FortiGate has a default authentication timeout of 5 seconds. It waits 5 seconds for a remote server (SAML) to respond before timing out the authentication attempt.
When the user first tries to connect to the VPN, the user gets redirected to SAML, enters the credentials, and authenticates; in the meantime FortiGate already times out redirect back to VPN setup fails.
The SAML server considers the user already authenticated.
When the user connects the second time, gets redirected to SAML again
SAML server still remembers that user and authentication from the first VPN connection attempt, and immediately allows the user. It gets redirected back to the VPN with no input required, still within the 5s timeout window.

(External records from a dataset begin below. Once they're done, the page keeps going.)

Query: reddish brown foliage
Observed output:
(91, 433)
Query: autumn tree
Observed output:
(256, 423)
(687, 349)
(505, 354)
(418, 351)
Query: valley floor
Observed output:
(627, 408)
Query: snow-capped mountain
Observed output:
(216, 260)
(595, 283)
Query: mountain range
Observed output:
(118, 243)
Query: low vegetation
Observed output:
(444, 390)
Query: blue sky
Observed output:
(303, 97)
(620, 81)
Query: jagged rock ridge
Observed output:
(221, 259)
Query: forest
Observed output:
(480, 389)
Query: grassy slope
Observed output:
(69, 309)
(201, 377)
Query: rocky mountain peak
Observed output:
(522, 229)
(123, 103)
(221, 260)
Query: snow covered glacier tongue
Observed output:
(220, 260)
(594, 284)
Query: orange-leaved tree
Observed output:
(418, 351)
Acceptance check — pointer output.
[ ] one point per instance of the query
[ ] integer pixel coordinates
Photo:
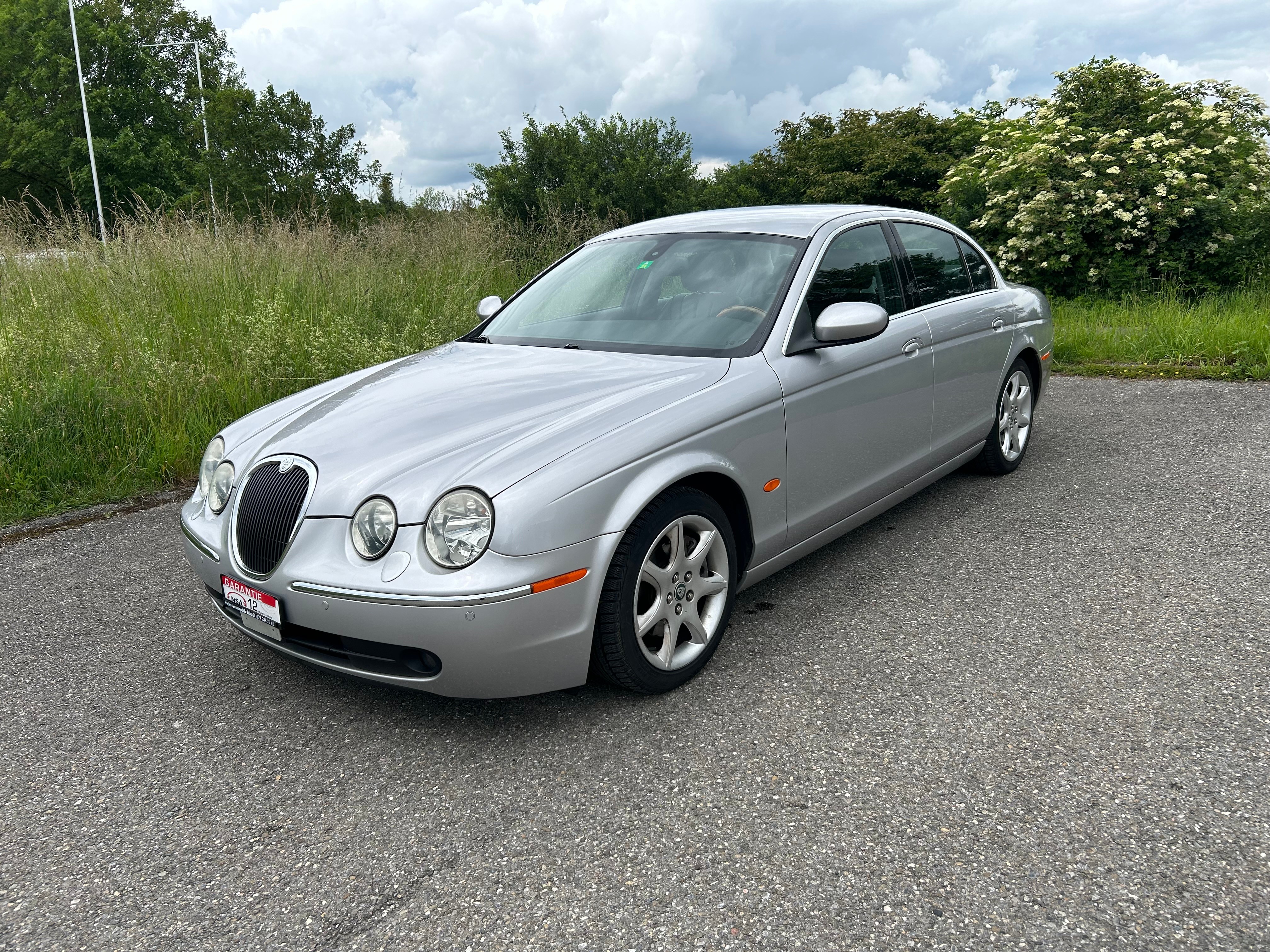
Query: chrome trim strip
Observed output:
(758, 573)
(322, 662)
(388, 598)
(308, 466)
(199, 544)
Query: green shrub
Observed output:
(863, 156)
(1121, 179)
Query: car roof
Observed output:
(792, 220)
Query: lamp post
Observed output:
(88, 129)
(203, 108)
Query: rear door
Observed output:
(858, 417)
(972, 328)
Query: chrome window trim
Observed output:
(390, 598)
(308, 466)
(820, 257)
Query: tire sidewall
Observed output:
(661, 513)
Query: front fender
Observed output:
(585, 494)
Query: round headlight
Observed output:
(374, 527)
(459, 527)
(213, 457)
(221, 484)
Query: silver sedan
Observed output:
(582, 484)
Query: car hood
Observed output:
(466, 414)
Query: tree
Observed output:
(1118, 179)
(864, 156)
(272, 153)
(144, 105)
(634, 169)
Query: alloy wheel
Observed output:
(1014, 416)
(683, 592)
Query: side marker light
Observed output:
(558, 581)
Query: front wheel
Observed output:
(1008, 442)
(668, 593)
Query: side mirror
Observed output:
(488, 306)
(850, 320)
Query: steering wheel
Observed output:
(735, 313)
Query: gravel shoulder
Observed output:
(967, 723)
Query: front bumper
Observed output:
(523, 644)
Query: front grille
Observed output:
(267, 512)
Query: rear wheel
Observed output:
(668, 593)
(1008, 442)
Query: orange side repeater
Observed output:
(557, 582)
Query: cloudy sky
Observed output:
(430, 83)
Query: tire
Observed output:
(690, 601)
(1013, 423)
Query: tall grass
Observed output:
(118, 365)
(1223, 336)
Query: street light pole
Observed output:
(208, 145)
(203, 110)
(88, 129)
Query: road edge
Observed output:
(49, 525)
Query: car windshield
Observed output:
(656, 294)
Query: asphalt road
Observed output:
(1029, 711)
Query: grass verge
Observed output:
(118, 365)
(1218, 337)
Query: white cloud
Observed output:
(431, 83)
(869, 89)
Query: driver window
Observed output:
(858, 267)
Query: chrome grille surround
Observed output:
(275, 489)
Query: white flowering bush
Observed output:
(1119, 179)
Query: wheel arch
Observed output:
(1032, 359)
(728, 494)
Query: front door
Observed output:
(858, 417)
(972, 327)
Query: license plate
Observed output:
(261, 611)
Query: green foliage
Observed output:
(611, 168)
(864, 156)
(1119, 179)
(118, 364)
(270, 151)
(267, 150)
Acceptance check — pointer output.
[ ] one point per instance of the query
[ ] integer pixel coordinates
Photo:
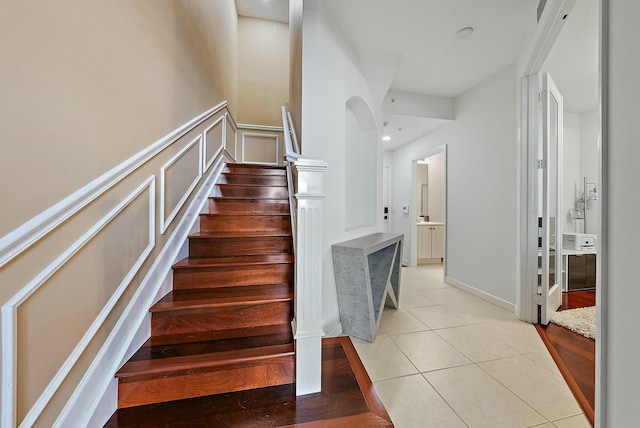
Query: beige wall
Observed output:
(85, 86)
(295, 64)
(263, 71)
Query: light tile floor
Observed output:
(447, 358)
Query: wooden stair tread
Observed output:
(240, 234)
(347, 399)
(252, 198)
(252, 184)
(251, 260)
(247, 338)
(248, 214)
(224, 296)
(220, 335)
(254, 166)
(190, 363)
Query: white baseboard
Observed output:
(333, 328)
(482, 294)
(93, 400)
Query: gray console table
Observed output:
(367, 272)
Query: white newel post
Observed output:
(307, 319)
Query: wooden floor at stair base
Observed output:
(574, 354)
(347, 400)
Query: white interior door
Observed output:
(549, 286)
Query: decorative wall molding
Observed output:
(267, 136)
(10, 309)
(260, 127)
(92, 395)
(166, 221)
(23, 237)
(208, 160)
(92, 391)
(230, 124)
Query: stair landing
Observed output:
(347, 399)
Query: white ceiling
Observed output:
(411, 46)
(423, 32)
(432, 60)
(573, 61)
(271, 10)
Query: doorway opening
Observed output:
(428, 208)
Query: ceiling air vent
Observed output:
(541, 6)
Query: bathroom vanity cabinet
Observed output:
(430, 242)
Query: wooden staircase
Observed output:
(226, 325)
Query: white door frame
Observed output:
(413, 214)
(547, 31)
(531, 62)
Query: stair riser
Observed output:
(221, 247)
(211, 319)
(232, 276)
(252, 170)
(247, 208)
(235, 223)
(254, 180)
(251, 192)
(275, 371)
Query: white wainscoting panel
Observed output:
(9, 310)
(231, 136)
(185, 182)
(20, 239)
(80, 409)
(214, 140)
(165, 220)
(261, 148)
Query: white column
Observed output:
(307, 320)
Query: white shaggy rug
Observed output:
(581, 320)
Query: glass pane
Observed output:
(552, 188)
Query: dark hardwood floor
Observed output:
(574, 354)
(347, 400)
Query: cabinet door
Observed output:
(437, 242)
(424, 242)
(577, 272)
(591, 270)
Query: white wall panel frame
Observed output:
(166, 221)
(230, 122)
(209, 161)
(10, 309)
(97, 382)
(261, 135)
(23, 237)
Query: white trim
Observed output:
(255, 134)
(260, 127)
(23, 237)
(412, 206)
(207, 165)
(482, 294)
(333, 328)
(234, 127)
(91, 392)
(9, 310)
(165, 222)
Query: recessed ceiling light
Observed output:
(465, 32)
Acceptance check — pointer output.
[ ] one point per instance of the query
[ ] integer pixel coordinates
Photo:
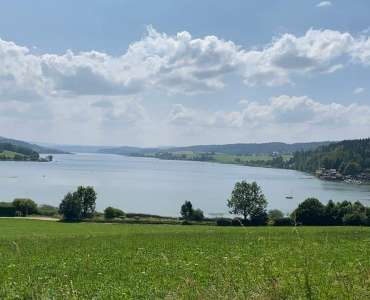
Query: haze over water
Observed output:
(155, 186)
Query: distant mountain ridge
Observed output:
(349, 157)
(233, 149)
(31, 146)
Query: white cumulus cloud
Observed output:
(324, 4)
(174, 64)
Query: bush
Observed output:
(310, 212)
(274, 215)
(79, 204)
(223, 222)
(47, 210)
(7, 209)
(237, 222)
(355, 219)
(285, 221)
(71, 208)
(258, 218)
(25, 207)
(197, 215)
(112, 213)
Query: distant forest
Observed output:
(19, 153)
(232, 149)
(349, 157)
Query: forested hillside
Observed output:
(232, 149)
(349, 157)
(34, 147)
(13, 152)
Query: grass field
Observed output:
(47, 260)
(4, 155)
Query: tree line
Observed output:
(247, 203)
(349, 157)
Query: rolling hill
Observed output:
(34, 147)
(232, 149)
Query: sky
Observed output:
(154, 73)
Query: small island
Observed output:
(13, 152)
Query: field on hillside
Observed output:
(4, 155)
(44, 260)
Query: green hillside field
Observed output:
(53, 260)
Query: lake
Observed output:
(149, 185)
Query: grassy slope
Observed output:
(41, 259)
(9, 155)
(226, 158)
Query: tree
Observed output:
(25, 206)
(187, 210)
(79, 204)
(352, 168)
(197, 215)
(310, 212)
(87, 197)
(71, 207)
(111, 213)
(355, 218)
(274, 215)
(247, 200)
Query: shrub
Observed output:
(197, 215)
(7, 209)
(285, 221)
(310, 212)
(237, 222)
(79, 204)
(258, 218)
(112, 213)
(223, 222)
(274, 214)
(71, 208)
(25, 207)
(47, 210)
(355, 219)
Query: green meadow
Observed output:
(54, 260)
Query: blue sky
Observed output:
(150, 73)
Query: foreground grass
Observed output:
(43, 260)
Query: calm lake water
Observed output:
(159, 187)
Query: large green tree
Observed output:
(87, 197)
(70, 208)
(247, 200)
(79, 204)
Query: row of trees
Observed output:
(248, 201)
(348, 157)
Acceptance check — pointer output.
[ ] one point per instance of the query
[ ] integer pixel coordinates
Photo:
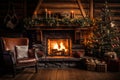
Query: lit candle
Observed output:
(35, 14)
(49, 12)
(72, 14)
(46, 13)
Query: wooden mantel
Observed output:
(78, 31)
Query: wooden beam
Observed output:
(91, 9)
(81, 8)
(38, 7)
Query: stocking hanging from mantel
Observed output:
(10, 19)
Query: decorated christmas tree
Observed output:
(107, 34)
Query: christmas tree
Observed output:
(107, 33)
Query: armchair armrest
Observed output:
(8, 57)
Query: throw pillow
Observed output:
(22, 51)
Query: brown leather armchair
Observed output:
(10, 54)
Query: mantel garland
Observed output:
(79, 22)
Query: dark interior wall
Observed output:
(25, 8)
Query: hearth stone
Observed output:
(58, 62)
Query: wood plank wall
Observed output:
(27, 7)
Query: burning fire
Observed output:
(59, 46)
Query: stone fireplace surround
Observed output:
(58, 61)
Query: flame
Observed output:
(59, 46)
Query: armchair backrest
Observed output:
(10, 43)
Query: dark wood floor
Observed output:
(62, 74)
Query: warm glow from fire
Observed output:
(59, 46)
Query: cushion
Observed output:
(22, 51)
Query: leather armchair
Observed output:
(10, 54)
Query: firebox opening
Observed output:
(59, 47)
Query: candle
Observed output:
(35, 14)
(72, 14)
(46, 13)
(49, 14)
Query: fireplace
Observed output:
(58, 42)
(58, 46)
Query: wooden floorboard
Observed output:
(62, 74)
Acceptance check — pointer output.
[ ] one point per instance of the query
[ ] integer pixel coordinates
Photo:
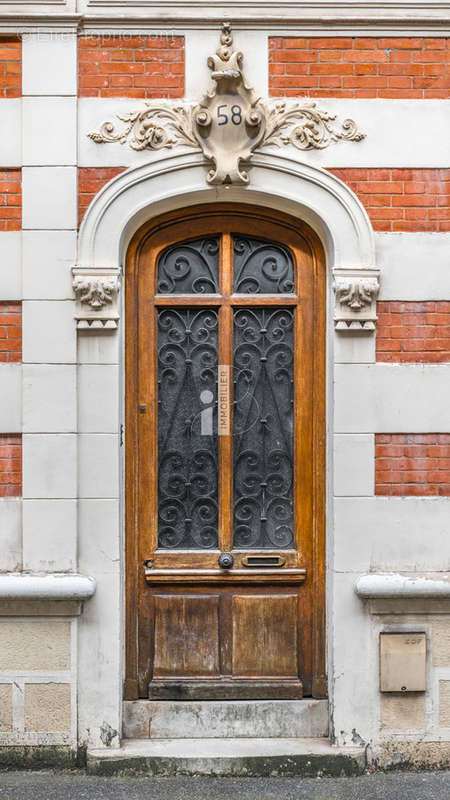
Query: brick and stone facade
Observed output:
(62, 387)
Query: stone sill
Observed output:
(46, 594)
(407, 593)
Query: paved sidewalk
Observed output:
(77, 786)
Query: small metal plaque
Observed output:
(263, 561)
(403, 662)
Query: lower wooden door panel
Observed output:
(227, 642)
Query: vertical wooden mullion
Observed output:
(147, 456)
(226, 358)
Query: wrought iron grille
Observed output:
(263, 427)
(187, 388)
(190, 267)
(261, 267)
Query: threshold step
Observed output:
(242, 757)
(179, 719)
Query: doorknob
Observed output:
(226, 560)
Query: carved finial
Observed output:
(225, 49)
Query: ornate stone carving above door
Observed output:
(230, 123)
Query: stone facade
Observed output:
(68, 209)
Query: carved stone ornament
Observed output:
(96, 294)
(356, 295)
(229, 123)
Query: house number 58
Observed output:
(235, 114)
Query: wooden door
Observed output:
(225, 456)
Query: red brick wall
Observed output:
(10, 332)
(131, 66)
(10, 465)
(10, 199)
(90, 181)
(412, 464)
(413, 332)
(402, 199)
(10, 67)
(359, 67)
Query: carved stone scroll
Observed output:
(96, 293)
(356, 294)
(230, 123)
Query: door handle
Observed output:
(225, 560)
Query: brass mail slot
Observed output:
(263, 561)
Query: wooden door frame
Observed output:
(134, 577)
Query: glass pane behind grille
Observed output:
(261, 267)
(187, 440)
(263, 428)
(190, 267)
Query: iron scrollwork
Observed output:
(187, 377)
(262, 267)
(190, 267)
(263, 428)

If increasing the remoteauthtimeout from 30 -120 seconds and clearing the cookies from the connecting machine, this setting would force the FortiGate to wait 120 seconds before timing out the authentication request; this should provide time for the user to be redirected to the SAML provider, input the credentials, and be redirected back to VPN.

For example:

config system global
set remoteauthtimeout 120
end

This setting would force the FortiGate to wait 120 seconds before timing out the authentication request; this should provide time for the user to be redirected to the SAML provider, input the credentials, and be redirected back to the VPN.